Luke Cole, who builds custom wood furniture in Wilmington, N.C., says sales are down about 30 percent from a year ago, as economic jitters lead many of his clients to put off new purchases.

Although demand had doubled during the pandemic — in large part because so many people were moving into new homes — a slowing housing market has also put a damper on orders for new tables, chairs and benches.

“I’ve definitely seen a slowdown since the summer,” Cole said. “It hasn’t been a massive drop, but you can tell inflation and the looming possibility of recession are beginning to take their toll.”

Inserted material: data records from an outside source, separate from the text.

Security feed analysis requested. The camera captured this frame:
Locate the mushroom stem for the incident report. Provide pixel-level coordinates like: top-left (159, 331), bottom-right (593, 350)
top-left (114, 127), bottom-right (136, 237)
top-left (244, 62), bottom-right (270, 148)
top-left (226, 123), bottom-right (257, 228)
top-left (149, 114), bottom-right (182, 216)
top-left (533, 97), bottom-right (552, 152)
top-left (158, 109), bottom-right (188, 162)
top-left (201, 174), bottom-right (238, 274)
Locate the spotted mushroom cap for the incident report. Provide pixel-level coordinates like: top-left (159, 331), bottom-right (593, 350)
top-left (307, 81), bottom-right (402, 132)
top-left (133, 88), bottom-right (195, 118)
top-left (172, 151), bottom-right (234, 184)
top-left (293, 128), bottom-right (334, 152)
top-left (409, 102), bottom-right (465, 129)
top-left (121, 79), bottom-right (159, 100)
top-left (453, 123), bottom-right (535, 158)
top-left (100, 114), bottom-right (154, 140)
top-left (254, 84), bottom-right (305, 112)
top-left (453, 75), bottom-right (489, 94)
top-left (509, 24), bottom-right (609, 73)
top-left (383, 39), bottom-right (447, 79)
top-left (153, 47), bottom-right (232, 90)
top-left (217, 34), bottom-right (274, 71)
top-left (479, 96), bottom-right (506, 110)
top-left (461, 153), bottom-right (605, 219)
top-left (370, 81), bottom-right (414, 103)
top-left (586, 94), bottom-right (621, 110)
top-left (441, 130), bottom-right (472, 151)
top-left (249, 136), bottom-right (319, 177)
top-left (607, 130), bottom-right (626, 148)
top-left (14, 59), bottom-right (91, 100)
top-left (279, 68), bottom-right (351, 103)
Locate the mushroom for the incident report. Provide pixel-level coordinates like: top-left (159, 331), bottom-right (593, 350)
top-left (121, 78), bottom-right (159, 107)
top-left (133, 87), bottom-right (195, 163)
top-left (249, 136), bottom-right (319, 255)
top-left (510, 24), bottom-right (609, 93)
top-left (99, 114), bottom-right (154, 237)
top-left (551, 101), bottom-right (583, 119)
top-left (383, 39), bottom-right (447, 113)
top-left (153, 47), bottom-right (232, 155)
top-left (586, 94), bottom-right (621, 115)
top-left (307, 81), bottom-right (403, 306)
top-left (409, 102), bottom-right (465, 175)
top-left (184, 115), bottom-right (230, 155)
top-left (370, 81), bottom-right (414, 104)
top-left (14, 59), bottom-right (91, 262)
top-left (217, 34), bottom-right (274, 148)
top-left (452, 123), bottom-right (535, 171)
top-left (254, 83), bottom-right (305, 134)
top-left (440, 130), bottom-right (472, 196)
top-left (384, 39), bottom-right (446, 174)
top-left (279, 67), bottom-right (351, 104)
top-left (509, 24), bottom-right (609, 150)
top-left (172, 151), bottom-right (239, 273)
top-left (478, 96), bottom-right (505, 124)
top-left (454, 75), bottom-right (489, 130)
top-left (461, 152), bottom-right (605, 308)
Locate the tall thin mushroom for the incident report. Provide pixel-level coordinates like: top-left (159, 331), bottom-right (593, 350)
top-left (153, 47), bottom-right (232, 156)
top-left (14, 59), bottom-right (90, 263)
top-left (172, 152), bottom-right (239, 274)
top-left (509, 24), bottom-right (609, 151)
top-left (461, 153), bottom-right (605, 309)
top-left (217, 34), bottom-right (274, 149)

The housing market, which is already in free fall, could face additional turmoil if laid-off workers do not find new jobs and are forced to sell their homes, economists said. Overall residential investments fell nearly 20 percent in 2022, with new home construction notching its first yearly decline since 2009.

Home sales, meanwhile, have fallen for 11 straight months, according to the National Association of Realtors, as a result of higher borrowing costs. Average mortgage rates more than doubled last year, from 3 percent to 7 percent, making homeownership considerably more expensive for would-be buyers.

At JayMarc Homes near Seattle, sales slowed for much of last year, then came to a complete halt in the last quarter of 2022. The home builder, which typically sells 20 properties a year, did not sell a single house between October and December.

“We were one of the fastest markets in the country — people were begging us to sell them houses — and then suddenly it stopped,” said chief executive Marc Russo, who laid off 10 of his 50 employees in the fall. “No one could predict that interest rates would go up threefold in a matter of eight months.”

This year, though, he says business has improved: He has sold five homes in the past three weeks. But Russo is not rejoicing yet.

“I don’t have a crystal ball,” he said. “The macroeconomy is out of our control.”